Not such a sweet deal for Cargill. The agribusiness giant got its knuckles wrapped for not telling the truth, and has agreed to pony up $6.1 million this week, as settlement of a consumer fraud class action. The allegations are that it falsely marketed its Truvia sweetener as being natural when it actually contains largely synthetic and chemically produced ingredients. You shouldn’t be surprised.

According to the settlement terms, the company will establish a $6.1 million fund which will cover attorney’s fees, incentive fess of $2,000 per named plaintiff and distribution among a nationwide class who purchased any of the Truvia products during a six-year period that ended in July. Eligible class members who file claims will be entitled to receive up to $45 in cash or $90 in vouchers.

Additionally, as part of the settlement, Cargill will make certain label changes that will clarify its “Nature’s Calorie-Free Sweetener” and “Truvia Natural Sweetener provides the same sweetness as two teaspoons of sugar” statements. Further it, will add language directing consumers to a new website with frequently asked questions, and update its Truvia website to better explain to consumers the manufacturing processes involved.

The lawsuit was originally filed in July 2013 alleging that in 2008 Cargill teamed up with Coca-Cola (what’s your first clue) to develop a purportedly natural sweetener that would capitalize on consumers’ desire for a health conscious, non-caloric alternative sweetener. The plaintiffs alleged the labelling and marketing campaign the company developed was deceitful, making consumers believe that Truvia is a natural sweetener made primarily from the stevia plant. Not so, apparently.

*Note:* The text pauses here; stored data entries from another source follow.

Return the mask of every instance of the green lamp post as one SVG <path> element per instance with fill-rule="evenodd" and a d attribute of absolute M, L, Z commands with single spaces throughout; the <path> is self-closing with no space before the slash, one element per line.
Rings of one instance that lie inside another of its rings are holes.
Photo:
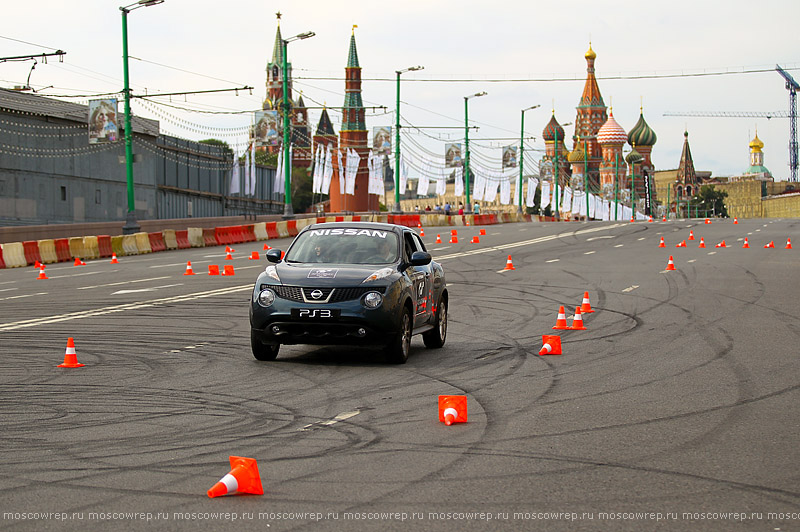
<path fill-rule="evenodd" d="M 525 157 L 523 155 L 523 150 L 525 149 L 525 111 L 530 111 L 532 109 L 536 109 L 540 107 L 539 105 L 533 105 L 531 107 L 527 107 L 522 110 L 520 113 L 520 128 L 519 128 L 519 182 L 517 183 L 517 212 L 522 214 L 522 170 L 525 166 Z M 530 185 L 528 185 L 530 186 Z"/>
<path fill-rule="evenodd" d="M 400 208 L 400 74 L 423 68 L 425 67 L 417 65 L 403 70 L 395 70 L 395 74 L 397 74 L 397 106 L 395 107 L 394 122 L 394 206 L 392 212 L 396 214 L 403 212 Z"/>
<path fill-rule="evenodd" d="M 467 195 L 467 205 L 469 201 L 469 105 L 470 98 L 486 96 L 486 91 L 476 92 L 470 96 L 464 96 L 464 191 Z"/>

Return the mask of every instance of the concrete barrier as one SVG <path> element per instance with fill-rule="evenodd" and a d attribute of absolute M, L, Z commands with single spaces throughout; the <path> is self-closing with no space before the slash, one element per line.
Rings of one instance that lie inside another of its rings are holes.
<path fill-rule="evenodd" d="M 97 245 L 100 248 L 100 257 L 110 257 L 113 253 L 111 249 L 111 237 L 108 235 L 98 235 Z"/>
<path fill-rule="evenodd" d="M 25 253 L 25 262 L 28 266 L 42 261 L 42 256 L 39 254 L 39 242 L 36 240 L 27 240 L 23 242 L 22 249 Z"/>
<path fill-rule="evenodd" d="M 147 240 L 150 241 L 150 251 L 153 253 L 167 250 L 167 245 L 164 243 L 164 235 L 161 233 L 147 233 Z"/>
<path fill-rule="evenodd" d="M 275 227 L 278 229 L 278 235 L 281 238 L 289 238 L 289 226 L 286 222 L 278 222 Z"/>
<path fill-rule="evenodd" d="M 175 235 L 175 229 L 164 229 L 161 231 L 161 238 L 167 249 L 178 249 L 178 237 Z"/>
<path fill-rule="evenodd" d="M 255 231 L 256 240 L 267 240 L 269 238 L 269 235 L 267 234 L 266 222 L 258 222 L 257 224 L 253 224 L 253 231 Z"/>
<path fill-rule="evenodd" d="M 67 262 L 72 258 L 69 252 L 69 240 L 66 238 L 56 238 L 56 257 L 58 262 Z"/>
<path fill-rule="evenodd" d="M 4 270 L 6 261 L 3 260 L 3 244 L 0 244 L 0 270 Z"/>
<path fill-rule="evenodd" d="M 86 257 L 86 250 L 83 249 L 83 237 L 74 236 L 68 239 L 69 242 L 69 256 L 73 259 L 83 260 Z"/>
<path fill-rule="evenodd" d="M 9 242 L 3 244 L 3 260 L 6 268 L 22 268 L 28 265 L 25 260 L 25 248 L 22 242 Z"/>
<path fill-rule="evenodd" d="M 100 243 L 97 241 L 96 236 L 83 237 L 83 252 L 86 253 L 82 259 L 99 259 L 100 258 Z"/>
<path fill-rule="evenodd" d="M 134 233 L 136 241 L 136 251 L 142 255 L 152 253 L 153 248 L 150 247 L 150 235 L 142 231 L 141 233 Z"/>
<path fill-rule="evenodd" d="M 42 256 L 42 262 L 45 264 L 53 264 L 58 262 L 55 240 L 39 240 L 39 254 Z"/>
<path fill-rule="evenodd" d="M 297 232 L 299 233 L 300 231 L 303 230 L 304 227 L 308 227 L 309 225 L 312 225 L 316 222 L 317 222 L 316 218 L 300 218 L 299 220 L 297 220 Z"/>
<path fill-rule="evenodd" d="M 203 239 L 203 228 L 202 227 L 190 227 L 189 231 L 189 244 L 193 248 L 203 248 L 206 246 L 206 242 Z"/>
<path fill-rule="evenodd" d="M 139 247 L 136 245 L 136 235 L 122 235 L 122 250 L 124 255 L 139 254 Z"/>
<path fill-rule="evenodd" d="M 116 253 L 117 257 L 124 257 L 127 255 L 125 252 L 125 247 L 122 245 L 124 240 L 124 236 L 116 235 L 111 237 L 111 252 Z"/>

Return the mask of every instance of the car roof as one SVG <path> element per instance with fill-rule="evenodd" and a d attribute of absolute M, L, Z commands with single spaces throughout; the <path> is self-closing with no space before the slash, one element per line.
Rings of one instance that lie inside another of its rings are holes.
<path fill-rule="evenodd" d="M 410 231 L 408 227 L 395 224 L 387 224 L 381 222 L 324 222 L 315 223 L 303 228 L 303 231 L 310 229 L 332 229 L 336 227 L 352 227 L 354 229 L 377 229 L 379 231 L 392 231 L 395 233 L 402 233 L 403 231 Z"/>

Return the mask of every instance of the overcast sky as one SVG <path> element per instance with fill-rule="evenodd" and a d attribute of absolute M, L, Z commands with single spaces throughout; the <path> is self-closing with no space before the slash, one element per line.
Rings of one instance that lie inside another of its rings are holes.
<path fill-rule="evenodd" d="M 52 49 L 67 55 L 63 63 L 40 61 L 32 73 L 31 62 L 0 63 L 0 86 L 24 85 L 30 73 L 30 84 L 42 95 L 91 95 L 122 88 L 119 7 L 125 2 L 4 4 L 0 56 Z M 470 119 L 480 126 L 470 133 L 475 160 L 487 166 L 496 161 L 499 166 L 500 146 L 519 142 L 520 110 L 536 104 L 541 108 L 525 114 L 525 134 L 535 137 L 527 147 L 543 149 L 541 134 L 551 109 L 561 123 L 575 121 L 586 78 L 584 53 L 591 39 L 601 93 L 606 105 L 613 105 L 614 117 L 623 128 L 634 126 L 643 103 L 645 119 L 658 135 L 652 153 L 657 169 L 677 167 L 686 128 L 696 169 L 717 176 L 741 173 L 749 165 L 748 143 L 757 127 L 765 143 L 765 165 L 777 179 L 788 178 L 788 119 L 663 114 L 787 112 L 788 91 L 773 69 L 780 64 L 800 80 L 797 0 L 674 0 L 646 6 L 620 0 L 509 0 L 501 4 L 166 0 L 128 16 L 129 53 L 137 58 L 131 60 L 134 91 L 249 85 L 254 87 L 252 96 L 244 92 L 173 97 L 171 105 L 217 112 L 259 109 L 266 96 L 265 68 L 272 55 L 277 11 L 282 13 L 284 38 L 316 33 L 289 44 L 294 76 L 334 78 L 295 80 L 295 90 L 303 90 L 309 106 L 314 102 L 342 105 L 351 28 L 358 25 L 355 35 L 362 76 L 376 79 L 364 82 L 364 103 L 387 108 L 386 113 L 368 111 L 370 131 L 373 126 L 394 124 L 394 72 L 412 65 L 425 67 L 403 75 L 403 123 L 442 129 L 426 129 L 433 138 L 415 134 L 409 139 L 408 150 L 416 155 L 428 150 L 443 159 L 445 142 L 462 141 L 463 97 L 484 90 L 487 96 L 469 104 Z M 758 69 L 767 71 L 641 78 Z M 620 77 L 627 79 L 612 79 Z M 166 98 L 160 101 L 170 103 Z M 152 104 L 136 104 L 134 112 L 161 120 L 162 132 L 167 134 L 196 140 L 216 137 L 238 146 L 246 142 L 246 127 L 252 120 L 251 114 L 202 114 Z M 310 111 L 314 125 L 319 112 Z M 338 131 L 340 114 L 331 112 L 331 118 Z M 573 127 L 566 130 L 571 137 Z M 568 147 L 572 148 L 571 140 Z M 526 157 L 526 168 L 541 156 L 537 152 L 526 155 L 531 155 L 530 160 Z"/>

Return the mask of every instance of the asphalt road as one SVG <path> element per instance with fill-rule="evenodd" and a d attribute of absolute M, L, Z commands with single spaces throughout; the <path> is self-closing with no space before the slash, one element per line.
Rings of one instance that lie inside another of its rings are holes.
<path fill-rule="evenodd" d="M 400 366 L 256 361 L 263 243 L 0 270 L 0 529 L 800 527 L 800 221 L 477 229 L 426 228 L 447 343 L 415 337 Z M 553 331 L 584 291 L 588 330 Z M 555 333 L 564 354 L 538 356 Z M 56 367 L 68 337 L 85 367 Z M 440 394 L 469 421 L 439 423 Z M 263 495 L 206 496 L 229 455 L 258 461 Z"/>

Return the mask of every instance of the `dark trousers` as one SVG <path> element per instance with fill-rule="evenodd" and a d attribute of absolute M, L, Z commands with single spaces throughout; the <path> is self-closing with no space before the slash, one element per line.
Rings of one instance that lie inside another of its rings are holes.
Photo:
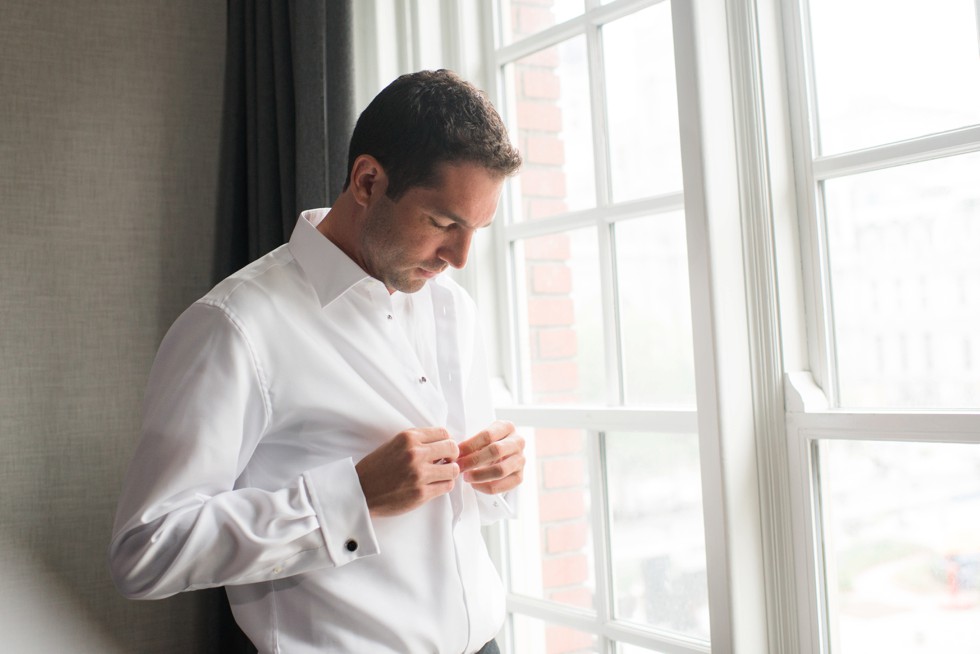
<path fill-rule="evenodd" d="M 476 654 L 500 654 L 500 648 L 497 647 L 497 641 L 491 640 L 489 643 L 480 648 L 480 651 Z"/>

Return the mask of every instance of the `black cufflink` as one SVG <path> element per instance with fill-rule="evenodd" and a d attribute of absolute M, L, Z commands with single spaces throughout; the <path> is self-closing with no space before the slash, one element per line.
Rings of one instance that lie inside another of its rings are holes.
<path fill-rule="evenodd" d="M 344 543 L 344 547 L 347 548 L 348 552 L 353 552 L 354 550 L 357 549 L 357 541 L 352 538 L 346 543 Z"/>

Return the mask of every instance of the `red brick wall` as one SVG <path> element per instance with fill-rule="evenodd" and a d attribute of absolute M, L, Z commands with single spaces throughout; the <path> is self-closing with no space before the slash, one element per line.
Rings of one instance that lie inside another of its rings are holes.
<path fill-rule="evenodd" d="M 511 0 L 514 39 L 553 24 L 552 0 Z M 521 172 L 521 220 L 536 220 L 567 210 L 565 147 L 562 112 L 558 102 L 561 83 L 554 49 L 526 57 L 515 64 L 514 106 L 518 143 L 524 156 Z M 530 357 L 530 397 L 534 403 L 578 400 L 578 334 L 571 298 L 572 274 L 569 239 L 564 235 L 530 239 L 524 243 L 527 332 Z M 542 587 L 546 599 L 592 607 L 593 592 L 588 465 L 585 434 L 577 429 L 537 429 L 541 520 Z M 515 552 L 514 556 L 536 553 Z M 593 638 L 574 630 L 549 626 L 547 654 L 591 651 Z"/>

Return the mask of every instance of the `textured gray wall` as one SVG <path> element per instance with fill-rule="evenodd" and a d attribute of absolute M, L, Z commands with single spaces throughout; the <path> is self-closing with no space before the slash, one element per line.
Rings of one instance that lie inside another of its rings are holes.
<path fill-rule="evenodd" d="M 163 332 L 207 290 L 225 3 L 0 2 L 0 649 L 212 652 L 105 549 Z"/>

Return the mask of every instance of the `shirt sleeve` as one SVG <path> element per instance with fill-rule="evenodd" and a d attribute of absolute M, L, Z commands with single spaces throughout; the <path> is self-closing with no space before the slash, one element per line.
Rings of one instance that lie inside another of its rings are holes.
<path fill-rule="evenodd" d="M 127 597 L 265 581 L 378 553 L 350 459 L 284 488 L 236 488 L 270 419 L 262 376 L 222 308 L 195 304 L 167 333 L 109 547 Z"/>

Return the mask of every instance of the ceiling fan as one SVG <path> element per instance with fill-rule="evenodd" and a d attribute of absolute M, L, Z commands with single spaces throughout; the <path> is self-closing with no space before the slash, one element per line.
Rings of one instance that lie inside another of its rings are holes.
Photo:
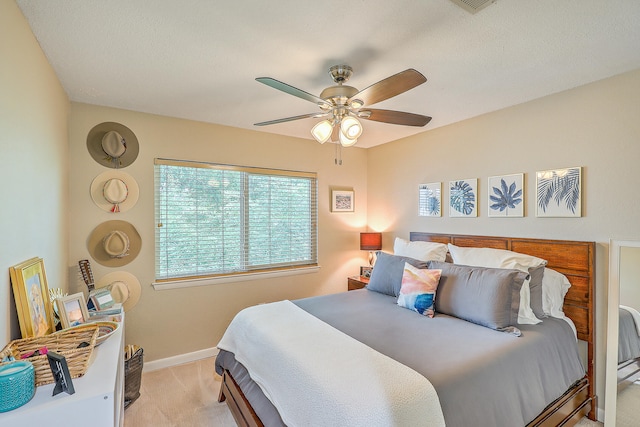
<path fill-rule="evenodd" d="M 313 102 L 320 108 L 320 111 L 260 122 L 255 126 L 267 126 L 306 118 L 324 118 L 311 129 L 313 137 L 321 144 L 332 139 L 339 141 L 343 147 L 349 147 L 354 145 L 362 134 L 362 124 L 358 119 L 403 126 L 425 126 L 431 121 L 431 117 L 421 114 L 369 108 L 369 105 L 400 95 L 426 82 L 426 77 L 418 71 L 409 68 L 361 91 L 344 84 L 352 74 L 353 69 L 348 65 L 334 65 L 329 68 L 329 75 L 336 85 L 324 89 L 319 97 L 271 77 L 258 77 L 256 80 L 260 83 Z"/>

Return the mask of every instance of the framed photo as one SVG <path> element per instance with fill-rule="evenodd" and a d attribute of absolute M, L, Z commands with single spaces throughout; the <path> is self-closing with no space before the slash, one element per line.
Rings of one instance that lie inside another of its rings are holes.
<path fill-rule="evenodd" d="M 536 216 L 582 216 L 582 167 L 536 172 Z"/>
<path fill-rule="evenodd" d="M 50 351 L 47 353 L 47 359 L 49 360 L 49 367 L 51 368 L 51 374 L 55 382 L 53 387 L 53 396 L 60 394 L 63 391 L 68 394 L 74 394 L 76 389 L 73 386 L 71 380 L 71 373 L 69 372 L 69 365 L 67 359 L 58 353 Z"/>
<path fill-rule="evenodd" d="M 442 216 L 442 183 L 420 184 L 418 216 Z"/>
<path fill-rule="evenodd" d="M 58 306 L 58 314 L 63 328 L 71 328 L 89 321 L 87 302 L 82 292 L 58 298 L 56 305 Z"/>
<path fill-rule="evenodd" d="M 55 330 L 49 286 L 42 258 L 9 268 L 22 338 L 42 337 Z"/>
<path fill-rule="evenodd" d="M 449 181 L 449 216 L 478 216 L 478 179 Z"/>
<path fill-rule="evenodd" d="M 331 191 L 331 212 L 353 212 L 353 191 Z"/>
<path fill-rule="evenodd" d="M 490 176 L 489 217 L 524 216 L 524 174 Z"/>
<path fill-rule="evenodd" d="M 360 275 L 368 279 L 371 277 L 371 270 L 373 267 L 360 267 Z"/>

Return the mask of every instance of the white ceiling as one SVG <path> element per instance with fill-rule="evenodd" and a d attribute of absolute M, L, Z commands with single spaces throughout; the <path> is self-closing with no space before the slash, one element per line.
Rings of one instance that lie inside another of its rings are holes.
<path fill-rule="evenodd" d="M 638 0 L 498 0 L 475 15 L 449 0 L 16 2 L 77 102 L 312 140 L 318 119 L 253 125 L 318 111 L 256 77 L 319 95 L 331 65 L 353 67 L 358 89 L 424 74 L 375 107 L 431 123 L 365 121 L 360 147 L 640 68 Z"/>

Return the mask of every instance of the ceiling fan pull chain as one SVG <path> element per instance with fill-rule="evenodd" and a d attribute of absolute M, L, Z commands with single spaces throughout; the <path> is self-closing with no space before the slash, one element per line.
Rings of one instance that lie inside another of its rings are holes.
<path fill-rule="evenodd" d="M 338 166 L 342 166 L 342 145 L 338 142 L 336 144 L 336 158 L 335 163 Z"/>

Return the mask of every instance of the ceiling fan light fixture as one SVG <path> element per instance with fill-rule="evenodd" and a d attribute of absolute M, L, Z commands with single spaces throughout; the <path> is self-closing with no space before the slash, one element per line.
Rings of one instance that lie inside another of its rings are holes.
<path fill-rule="evenodd" d="M 327 142 L 329 138 L 331 138 L 332 132 L 333 124 L 329 120 L 318 122 L 313 128 L 311 128 L 311 135 L 313 135 L 315 140 L 320 144 Z"/>
<path fill-rule="evenodd" d="M 351 106 L 351 108 L 353 108 L 353 109 L 356 109 L 356 110 L 357 110 L 358 108 L 362 108 L 362 107 L 364 106 L 364 102 L 362 102 L 362 101 L 361 101 L 361 100 L 359 100 L 359 99 L 354 99 L 354 100 L 352 100 L 352 101 L 350 102 L 350 104 L 349 104 L 349 105 Z"/>
<path fill-rule="evenodd" d="M 347 116 L 340 122 L 340 131 L 349 140 L 356 140 L 362 135 L 362 124 L 358 119 Z"/>
<path fill-rule="evenodd" d="M 355 145 L 356 142 L 358 142 L 356 138 L 347 138 L 343 132 L 338 132 L 338 140 L 340 141 L 340 145 L 342 145 L 343 147 L 351 147 L 352 145 Z"/>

According to the complaint, the stevia-derived ingredient, Rebaudioside A, comprises only 1 percent of Truvia and is a highly chemically processed and purified form of stevia leaf extract. The main component of Truvia, erythritol, is synthetically fabricated. Feeling good?

The plaintiffs alleged that through this misleading advertising, the defendants were able to charge approximately 300 percent more per packet than Sweet ‘N Low and 67 percent more per packet than Splenda. That in itself is enough to give you heart failure!

The case is Denise Howerton, Erin Calderon and Ruth Pasarell, Individually and on Behalf of All Others Similarly Situated vs. Cargill Inc., case number 1:13-cv-00336, in the U.S. District Court for the District of Hawaii. 

Hokee Dokee—Time to adjourn for the week.  Have a good one!